In our role as corporate test kitchen chefs, we need neither rats, Skinner boxes, brain scanners, nor even a knowledge of the scientific literature to figure out how to make foods people crave and overeat; all that is necessary is a collection of different recipes to try out on willing subjects. Even so, developing those recipes is actually a very complex business, for to make craveable food you can't simply add more salt, fat, and sugar to your existing ones. There is, for example, no single ideal salt concentration for food. We tend to like a lot more salt on our chips and crackers than we do on our meat or in our soup. We like intensely sweet foods better if they are combined with fat. We are also more likely to overeat if foods have a combination of contrasting tastes: Ice cream with chocolate and fruit bits mixed in is more compelling than a smooth, single-flavor ice cream. More Buffalo wings are eaten if they are paired with a contrasting dipping sauce (like cool, fat-laden ranch dressing). Sweet and spicy, fatty and salty, spicy and salty are all combinations that work. Contrasting textures are also highly rewarding: A crispy fried exterior with a soft filling will often be the basis for a craveable food. Flavors and odors from cooking fats also provoke a strong response, perhaps because we have an inordinate number of olfactory receptors devoted to fatty odors.

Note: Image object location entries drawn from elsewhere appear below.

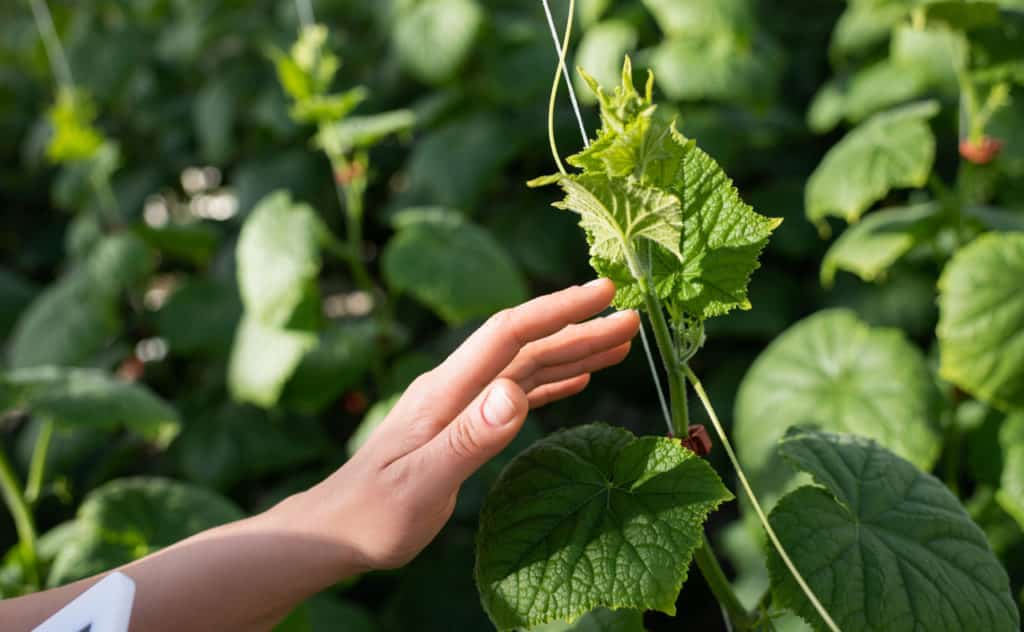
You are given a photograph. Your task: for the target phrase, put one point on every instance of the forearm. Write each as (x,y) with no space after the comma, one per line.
(247,575)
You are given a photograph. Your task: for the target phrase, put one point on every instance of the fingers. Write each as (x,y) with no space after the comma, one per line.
(576,349)
(557,390)
(489,349)
(476,435)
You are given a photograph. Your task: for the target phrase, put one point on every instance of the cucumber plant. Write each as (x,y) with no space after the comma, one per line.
(594,517)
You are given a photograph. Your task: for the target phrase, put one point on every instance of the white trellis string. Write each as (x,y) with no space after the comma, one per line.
(305,10)
(586,143)
(51,42)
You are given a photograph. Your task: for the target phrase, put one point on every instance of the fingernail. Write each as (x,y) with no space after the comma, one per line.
(498,408)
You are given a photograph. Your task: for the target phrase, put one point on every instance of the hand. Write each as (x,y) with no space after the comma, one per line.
(393,497)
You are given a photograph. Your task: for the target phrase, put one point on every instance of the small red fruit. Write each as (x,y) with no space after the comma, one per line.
(697,439)
(982,152)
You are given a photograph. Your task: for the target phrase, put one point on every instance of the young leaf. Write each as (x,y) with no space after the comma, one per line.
(128,518)
(592,516)
(453,266)
(981,320)
(884,545)
(1011,494)
(654,206)
(278,257)
(834,371)
(72,397)
(889,151)
(870,247)
(263,359)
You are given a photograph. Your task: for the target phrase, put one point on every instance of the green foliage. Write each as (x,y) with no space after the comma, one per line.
(579,512)
(885,545)
(129,518)
(889,151)
(835,372)
(981,327)
(655,207)
(451,265)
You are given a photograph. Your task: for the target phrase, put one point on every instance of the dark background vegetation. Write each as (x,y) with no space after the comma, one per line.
(182,84)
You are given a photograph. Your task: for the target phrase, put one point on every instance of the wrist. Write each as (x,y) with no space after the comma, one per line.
(316,535)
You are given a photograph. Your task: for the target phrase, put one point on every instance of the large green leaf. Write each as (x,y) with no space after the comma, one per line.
(1011,494)
(884,545)
(129,518)
(592,516)
(654,205)
(73,397)
(344,353)
(200,318)
(892,150)
(278,258)
(601,620)
(433,38)
(74,319)
(981,319)
(67,324)
(868,248)
(453,266)
(834,371)
(263,359)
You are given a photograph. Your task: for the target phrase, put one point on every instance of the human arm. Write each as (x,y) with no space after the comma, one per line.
(389,501)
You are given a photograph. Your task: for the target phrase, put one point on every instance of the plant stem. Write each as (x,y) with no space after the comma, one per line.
(37,468)
(11,489)
(772,537)
(721,587)
(677,381)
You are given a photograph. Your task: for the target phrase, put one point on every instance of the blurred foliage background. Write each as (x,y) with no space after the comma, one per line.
(199,394)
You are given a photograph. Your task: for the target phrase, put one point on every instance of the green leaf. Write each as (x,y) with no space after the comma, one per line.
(601,620)
(870,247)
(592,516)
(343,354)
(884,545)
(654,205)
(1011,494)
(200,318)
(229,444)
(454,267)
(89,397)
(278,258)
(67,324)
(834,371)
(870,89)
(433,38)
(720,66)
(981,320)
(699,16)
(601,50)
(889,151)
(129,518)
(358,132)
(263,359)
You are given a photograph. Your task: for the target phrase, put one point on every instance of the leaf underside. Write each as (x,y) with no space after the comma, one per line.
(884,545)
(592,516)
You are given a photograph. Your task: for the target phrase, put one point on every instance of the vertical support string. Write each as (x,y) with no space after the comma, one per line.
(586,143)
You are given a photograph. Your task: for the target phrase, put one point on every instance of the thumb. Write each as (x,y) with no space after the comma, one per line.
(479,432)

Another thing that test kitchen chefs have discovered is that people will eat more food if they don't have to work too hard to chew and swallow it. Hence much of the meat served in chain restaurants has been mechanically tenderized and injected with marinade. It dissolves in your mouth quickly and is lubricated for swallowing by high water content. In essence, the factory has done half of your chewing and swallowing for you so you can eat more. And finally, one of the simplest strategies is to take advantage of the fact that people tend to finish what's on their plate (or drink what's in their bottle of soda). Bigger portion sizes are a simple and effective way to promote overeating, defeat the body's appetite control system, and sell more food.